And where the star of youth arose,
I deem'd life's lingering ray should close,
And those lov'd trees my tomb o'ershade,
Beneath whose arching bowers my childhood play'd."
-Mrs. Hemans

I was born in a valley not very remote from the sea. My father had been a sailor in youth, and some of my earliest recollections are connected with the history of his adventures, and the recollections they excited. He had been a boy in the war of the revolution, and had seen some service in the shipping of that period.

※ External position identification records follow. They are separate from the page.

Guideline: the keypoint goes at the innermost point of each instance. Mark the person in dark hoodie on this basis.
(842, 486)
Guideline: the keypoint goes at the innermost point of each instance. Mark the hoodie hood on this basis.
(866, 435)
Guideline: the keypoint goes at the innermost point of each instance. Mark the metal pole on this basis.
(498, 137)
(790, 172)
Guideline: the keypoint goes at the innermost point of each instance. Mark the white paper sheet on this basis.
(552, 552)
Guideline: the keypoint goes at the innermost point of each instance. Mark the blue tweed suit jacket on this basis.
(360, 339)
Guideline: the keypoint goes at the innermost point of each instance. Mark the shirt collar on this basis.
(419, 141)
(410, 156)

Among other scenes he witnessed, he had been on board the Trumbull, in her action with the Watt-the hardest-fought naval combat of that war-and he particularly delighted in relating its incidents. He had been wounded in the battle, and bore the marks of the injury, in a scar that slightly disfigured a face, that, without this blemish, would have been singularly handsome. My mother, after my poor father's death, always spoke of even this scar as a beauty spot. Agreeably to my own recollections, the mark scarcely deserved that commendation, as it gave one side of the face a grim and fierce appearance, particularly when its owner was displeased.

My father died on the farm on which he was born, and which descended to him from his great-grandfather, an English emigrant that had purchased it of the Dutch colonist who had originally cleared it from the woods. The place was called Clawbonny, which some said was good Dutch others bad Dutch; and, now and then, a person ventured a conjecture that it might be Indian. Bonny it was, in one sense at least, for a lovelier farm there is not on the whole of the wide surface of the Empire State. What does not always happen in this wicked, world, it was as good as it was handsome. It consisted of three hundred and seventy-two acres of first-rate land, either arable, or of rich river bottom in meadows, and of more than a hundred of rocky mountain side, that was very tolerably covered with wood. The first of our family who owned the place had built a substantial one-story stone house, that bears the date of 1707 on one of its gables; and to which each of his successors had added a little, until the whole structure got to resemble a cluster of cottages thrown together without the least attention to order or regularity. There were a porch, a front door, and a lawn, however; the latter containing half a dozen acres of a soil as black as one's hat, and nourishing eight or ten elms that were scattered about, as if their seeds had been sown broad-cast. In addition to the trees, and a suitable garniture of shrubbery, this lawn was coated with a sward that, in the proper seasons, rivalled all I have read, or imagined, of the emerald and shorn slopes of the Swiss valleys.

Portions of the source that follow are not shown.